# welches material für ruderboot???



## Frank (19. August 2003)

hallo zusammen,
kann mir hier jemand die unterschiede und die einzelnen vor- und nachteile der einzelen materielien aufzeigen, aus denen ruderboote hergestellt werden?

da wären: 1. aluminium (bestimmt das beste, oder?)
                 2. gfk (wie sieht es mit der haltbarkeit aus?)
                 3. abs-thermoplast  
                 4. polyethylen

das boot wird nur im süsswasser eingesetzt, sollte aber schon robust und haltbar sein.
mfg

frank


----------



## Bellyboatangler (19. August 2003)

Naja ein Aluboot würde ich mir nie kaufen.

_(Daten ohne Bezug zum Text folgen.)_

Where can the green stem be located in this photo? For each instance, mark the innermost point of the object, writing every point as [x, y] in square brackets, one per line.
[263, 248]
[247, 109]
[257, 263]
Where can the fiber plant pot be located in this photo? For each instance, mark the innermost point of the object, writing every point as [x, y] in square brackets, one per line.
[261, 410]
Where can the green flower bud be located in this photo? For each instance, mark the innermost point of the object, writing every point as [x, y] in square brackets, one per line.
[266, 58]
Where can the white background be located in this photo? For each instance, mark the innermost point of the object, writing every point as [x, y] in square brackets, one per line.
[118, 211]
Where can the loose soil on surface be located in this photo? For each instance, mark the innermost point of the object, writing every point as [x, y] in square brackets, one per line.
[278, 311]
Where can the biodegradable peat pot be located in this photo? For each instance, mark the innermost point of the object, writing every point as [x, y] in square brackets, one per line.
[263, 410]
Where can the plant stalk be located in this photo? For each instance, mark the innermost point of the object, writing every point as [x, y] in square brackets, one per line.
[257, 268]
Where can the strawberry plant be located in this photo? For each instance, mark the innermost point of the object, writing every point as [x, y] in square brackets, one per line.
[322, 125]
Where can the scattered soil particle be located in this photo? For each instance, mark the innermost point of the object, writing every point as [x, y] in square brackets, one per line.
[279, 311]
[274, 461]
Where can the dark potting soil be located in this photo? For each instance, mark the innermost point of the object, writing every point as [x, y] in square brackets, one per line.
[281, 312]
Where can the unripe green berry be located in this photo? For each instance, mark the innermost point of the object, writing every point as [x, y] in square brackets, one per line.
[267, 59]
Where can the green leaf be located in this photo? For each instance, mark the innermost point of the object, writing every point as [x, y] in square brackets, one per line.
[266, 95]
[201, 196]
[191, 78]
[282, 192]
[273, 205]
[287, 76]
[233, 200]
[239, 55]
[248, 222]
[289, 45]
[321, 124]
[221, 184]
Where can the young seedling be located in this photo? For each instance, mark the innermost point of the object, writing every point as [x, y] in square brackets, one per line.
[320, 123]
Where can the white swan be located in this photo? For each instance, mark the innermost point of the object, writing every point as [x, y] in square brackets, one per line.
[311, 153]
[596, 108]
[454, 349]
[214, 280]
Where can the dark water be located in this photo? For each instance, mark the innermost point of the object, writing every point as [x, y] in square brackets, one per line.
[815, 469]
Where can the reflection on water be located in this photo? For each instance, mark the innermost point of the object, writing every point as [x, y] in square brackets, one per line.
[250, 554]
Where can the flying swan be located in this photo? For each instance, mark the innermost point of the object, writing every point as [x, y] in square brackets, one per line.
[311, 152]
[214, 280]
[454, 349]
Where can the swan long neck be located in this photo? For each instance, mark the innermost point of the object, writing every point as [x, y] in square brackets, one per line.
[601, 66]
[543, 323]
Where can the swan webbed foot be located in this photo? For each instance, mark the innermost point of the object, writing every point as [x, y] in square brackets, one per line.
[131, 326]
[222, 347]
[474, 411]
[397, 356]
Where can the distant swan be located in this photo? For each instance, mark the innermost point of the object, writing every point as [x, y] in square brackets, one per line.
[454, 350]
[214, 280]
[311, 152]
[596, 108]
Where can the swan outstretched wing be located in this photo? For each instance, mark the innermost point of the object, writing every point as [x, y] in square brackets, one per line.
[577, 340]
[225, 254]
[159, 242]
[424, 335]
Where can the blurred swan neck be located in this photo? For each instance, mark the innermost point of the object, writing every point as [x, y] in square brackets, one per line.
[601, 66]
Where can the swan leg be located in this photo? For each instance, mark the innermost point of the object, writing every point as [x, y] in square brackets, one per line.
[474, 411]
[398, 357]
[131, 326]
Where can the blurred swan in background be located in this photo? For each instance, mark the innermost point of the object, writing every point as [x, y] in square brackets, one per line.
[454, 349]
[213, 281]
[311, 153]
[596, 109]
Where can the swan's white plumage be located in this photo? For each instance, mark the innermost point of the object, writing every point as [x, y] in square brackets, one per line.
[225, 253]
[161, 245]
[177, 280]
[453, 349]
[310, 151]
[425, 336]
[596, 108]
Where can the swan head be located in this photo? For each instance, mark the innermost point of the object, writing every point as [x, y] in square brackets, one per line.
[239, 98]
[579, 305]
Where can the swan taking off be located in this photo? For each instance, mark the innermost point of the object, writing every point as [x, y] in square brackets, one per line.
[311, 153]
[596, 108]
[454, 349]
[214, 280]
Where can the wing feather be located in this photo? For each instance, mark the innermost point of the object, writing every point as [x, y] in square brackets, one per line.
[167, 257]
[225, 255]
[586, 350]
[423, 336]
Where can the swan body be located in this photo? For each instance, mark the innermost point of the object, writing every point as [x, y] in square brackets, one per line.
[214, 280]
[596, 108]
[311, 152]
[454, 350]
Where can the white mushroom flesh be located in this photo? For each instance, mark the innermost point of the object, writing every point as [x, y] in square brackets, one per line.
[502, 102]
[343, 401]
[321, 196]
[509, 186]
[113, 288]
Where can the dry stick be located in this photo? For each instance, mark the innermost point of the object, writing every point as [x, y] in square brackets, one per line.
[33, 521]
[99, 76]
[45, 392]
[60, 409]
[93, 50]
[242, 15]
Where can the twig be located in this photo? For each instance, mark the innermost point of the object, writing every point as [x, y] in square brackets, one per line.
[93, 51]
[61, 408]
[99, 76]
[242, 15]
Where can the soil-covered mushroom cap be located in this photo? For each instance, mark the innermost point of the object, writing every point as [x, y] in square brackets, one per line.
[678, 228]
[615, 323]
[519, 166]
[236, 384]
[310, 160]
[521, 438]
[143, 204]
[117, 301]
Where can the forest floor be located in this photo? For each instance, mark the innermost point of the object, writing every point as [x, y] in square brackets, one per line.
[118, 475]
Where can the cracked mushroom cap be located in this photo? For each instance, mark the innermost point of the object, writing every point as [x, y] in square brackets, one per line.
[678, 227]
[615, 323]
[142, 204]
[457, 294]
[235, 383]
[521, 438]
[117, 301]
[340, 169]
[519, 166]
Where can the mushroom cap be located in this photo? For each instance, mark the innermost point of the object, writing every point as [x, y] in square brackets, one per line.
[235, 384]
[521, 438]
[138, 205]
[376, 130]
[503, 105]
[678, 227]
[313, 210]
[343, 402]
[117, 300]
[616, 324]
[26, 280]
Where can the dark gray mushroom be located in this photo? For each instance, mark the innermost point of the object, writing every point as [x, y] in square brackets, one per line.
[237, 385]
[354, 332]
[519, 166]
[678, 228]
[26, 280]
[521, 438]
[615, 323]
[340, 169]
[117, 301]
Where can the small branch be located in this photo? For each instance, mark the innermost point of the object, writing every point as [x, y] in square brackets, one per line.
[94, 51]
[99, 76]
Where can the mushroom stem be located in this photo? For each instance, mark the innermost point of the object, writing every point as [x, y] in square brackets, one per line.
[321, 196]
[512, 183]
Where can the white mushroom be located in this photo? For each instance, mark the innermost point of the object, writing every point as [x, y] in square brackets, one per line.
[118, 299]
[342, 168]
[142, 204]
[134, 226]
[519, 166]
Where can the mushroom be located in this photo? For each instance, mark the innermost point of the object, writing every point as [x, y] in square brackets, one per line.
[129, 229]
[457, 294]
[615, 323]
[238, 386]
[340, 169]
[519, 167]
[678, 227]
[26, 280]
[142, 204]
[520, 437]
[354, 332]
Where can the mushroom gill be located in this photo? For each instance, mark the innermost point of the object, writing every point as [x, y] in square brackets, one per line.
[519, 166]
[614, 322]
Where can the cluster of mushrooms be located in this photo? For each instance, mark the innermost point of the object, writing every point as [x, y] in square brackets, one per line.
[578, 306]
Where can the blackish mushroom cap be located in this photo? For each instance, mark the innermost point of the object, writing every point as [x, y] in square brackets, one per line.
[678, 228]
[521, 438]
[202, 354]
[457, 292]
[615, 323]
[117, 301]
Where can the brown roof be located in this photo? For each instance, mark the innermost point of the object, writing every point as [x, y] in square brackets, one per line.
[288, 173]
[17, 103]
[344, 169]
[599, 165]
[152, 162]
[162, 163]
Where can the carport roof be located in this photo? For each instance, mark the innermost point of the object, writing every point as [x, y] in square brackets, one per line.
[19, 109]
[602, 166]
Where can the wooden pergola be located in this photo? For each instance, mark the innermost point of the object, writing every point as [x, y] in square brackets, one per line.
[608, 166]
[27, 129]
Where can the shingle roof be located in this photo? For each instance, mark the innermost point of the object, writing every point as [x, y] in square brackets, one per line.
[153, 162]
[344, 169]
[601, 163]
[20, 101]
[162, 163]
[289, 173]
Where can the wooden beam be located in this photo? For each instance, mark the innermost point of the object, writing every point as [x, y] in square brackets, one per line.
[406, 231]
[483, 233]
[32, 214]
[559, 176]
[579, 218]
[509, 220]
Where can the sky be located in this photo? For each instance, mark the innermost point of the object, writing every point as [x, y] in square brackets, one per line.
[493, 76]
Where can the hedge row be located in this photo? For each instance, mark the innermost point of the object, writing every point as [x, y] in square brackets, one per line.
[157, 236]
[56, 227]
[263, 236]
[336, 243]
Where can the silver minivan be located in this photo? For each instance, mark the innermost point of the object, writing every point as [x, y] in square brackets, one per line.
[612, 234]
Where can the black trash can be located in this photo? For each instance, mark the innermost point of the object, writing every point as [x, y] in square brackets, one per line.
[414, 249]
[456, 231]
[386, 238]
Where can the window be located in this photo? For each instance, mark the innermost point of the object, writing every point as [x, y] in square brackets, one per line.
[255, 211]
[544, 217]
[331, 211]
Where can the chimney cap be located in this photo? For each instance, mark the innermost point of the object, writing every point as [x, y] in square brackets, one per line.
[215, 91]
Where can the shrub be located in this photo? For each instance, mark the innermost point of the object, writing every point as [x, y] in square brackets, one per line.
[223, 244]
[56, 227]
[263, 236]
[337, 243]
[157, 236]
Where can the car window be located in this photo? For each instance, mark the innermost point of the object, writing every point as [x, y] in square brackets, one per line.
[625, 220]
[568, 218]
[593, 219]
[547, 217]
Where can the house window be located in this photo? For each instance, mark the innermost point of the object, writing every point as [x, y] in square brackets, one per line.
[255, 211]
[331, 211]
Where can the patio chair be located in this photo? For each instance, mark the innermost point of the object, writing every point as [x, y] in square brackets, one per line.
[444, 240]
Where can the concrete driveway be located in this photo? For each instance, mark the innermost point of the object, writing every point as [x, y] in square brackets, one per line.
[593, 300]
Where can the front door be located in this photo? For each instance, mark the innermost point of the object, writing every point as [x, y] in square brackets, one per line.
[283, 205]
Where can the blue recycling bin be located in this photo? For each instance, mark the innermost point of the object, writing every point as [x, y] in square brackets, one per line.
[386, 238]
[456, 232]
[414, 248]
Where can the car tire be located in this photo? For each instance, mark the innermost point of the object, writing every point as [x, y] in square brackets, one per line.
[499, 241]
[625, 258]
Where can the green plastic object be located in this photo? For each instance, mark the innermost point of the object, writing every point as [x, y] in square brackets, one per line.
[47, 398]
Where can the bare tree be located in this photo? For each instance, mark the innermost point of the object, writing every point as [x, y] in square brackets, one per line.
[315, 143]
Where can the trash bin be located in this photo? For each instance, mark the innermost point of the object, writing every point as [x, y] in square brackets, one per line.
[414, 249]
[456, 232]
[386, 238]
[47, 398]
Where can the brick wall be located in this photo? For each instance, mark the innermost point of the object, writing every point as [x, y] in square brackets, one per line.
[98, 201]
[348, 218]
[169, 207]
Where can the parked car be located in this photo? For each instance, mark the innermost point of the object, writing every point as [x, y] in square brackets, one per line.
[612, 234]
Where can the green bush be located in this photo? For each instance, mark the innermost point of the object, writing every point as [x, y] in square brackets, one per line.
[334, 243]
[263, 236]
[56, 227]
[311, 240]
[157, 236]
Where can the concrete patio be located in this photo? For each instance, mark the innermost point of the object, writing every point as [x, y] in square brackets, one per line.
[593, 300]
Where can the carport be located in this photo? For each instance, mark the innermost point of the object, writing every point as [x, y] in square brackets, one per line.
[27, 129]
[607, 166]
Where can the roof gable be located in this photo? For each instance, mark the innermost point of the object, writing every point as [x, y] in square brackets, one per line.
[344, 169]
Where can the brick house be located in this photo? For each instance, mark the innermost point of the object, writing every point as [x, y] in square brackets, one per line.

Wenn dort mal die Zange runterfällt, hören es die Fisch noch 5km weit weg.

Kauf Dir ein gutes GFK Boot. Die besten Erfahrungen habe ich mit Krallerboote gemacht. Haben wir auch im verein. Sind einfach zu reparieren und fast unsinkbar. Sind auch schnell zu rudern. Haben allerdings auch ihren stolzen Preis. Das größte Krallerruderboot (5,00 * 1,40 etwa) kostet neu etwa 3500 €. Der Preis ist zwar hoich , aber die Boote sind absolut spitze!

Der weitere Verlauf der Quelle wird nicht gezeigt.